Thread

  1. Turkish locale bug

    Sezai YILMAZ <sezaiy@ata.cs.hun.edu.tr> — 2001-02-19T11:50:05Z

    Your name               : Sezai YILMAZ      
    Your email address      : sezaiy@ata.cs.hun.edu.tr
    
    
    System Configuration
    ---------------------
      Architecture (example: Intel Pentium)         : AMD Duron
    
      Operating System (example: Linux 2.0.26 ELF)  : Linux 2.2.17 ELF
    
      PostgreSQL version (example: PostgreSQL-7.0):   PostgreSQL-7.0.3
    
      Compiler used (example:  gcc 2.8.0)           : gcc 2.95.3
    
    
    Please enter a FULL description of your problem:
    ------------------------------------------------
    
    Locale support for Turkish causes a problem.

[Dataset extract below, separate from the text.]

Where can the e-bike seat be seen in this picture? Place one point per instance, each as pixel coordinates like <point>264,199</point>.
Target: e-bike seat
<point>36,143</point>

The problem is with 
    character 'I' (capital of 9.th character of English alphabet). 
    When character 'I' is given to tolower() function and locale is 
    set to "tr_TR", it downgrades to special Turkish character 'ı' 
    (its is called "y acute"), not 'i'. This causes the following 
    problem:
    
    With Turkish locale it is not possible to write SQL queries in 
    CAPITAL letters. SQL identifiers like "INSERT" and "UNION" first 
    are downgraded to "ınsert" and "unıon". Then "ınsert" and "unıon" 
    does not match as SQL identifier.
    
    
    
    Please describe a way to repeat the problem.   Please try to provide a
    concise reproducible example, if at all possible: 
    ----------------------------------------------------------------------
    
    When you set "LC_ALL" environment variable to "tr_TR" this 
    problem happens.
    
    
    
    If you know how this problem might be fixed, list the solution below:
    ---------------------------------------------------------------------
    
    In file:
    
    [postgresqlsourcepath]/src/backend/parser/scan.l
    
    This block uses function tolower() which is affected by locale 
    settings of the shell which runs postmaster.
    
    ================================================================
    {identifier}    {
                        int i;
                        ScanKeyword             *keyword;
    
                        for(i = 0; yytext[i]; i++)
                              if (isascii((unsigned char)yytext[i]) &&
                                    isupper(yytext[i]))
                                    yytext[i] = tolower(yytext[i]);
                                    ^^^^^^^^^^^^^^^^^^^^^^^^^^^^^^
    ================================================================
    
    I think it should be better to use another thing which does what 
    function tolower() does but only in English language. This should
    stay in English locale. I think this will solve the problem.
    
    'a' - 'A' = 32
    
    So we can use the following line instead of the last line marked 
    in above block.
    
    yytext[i] += 32;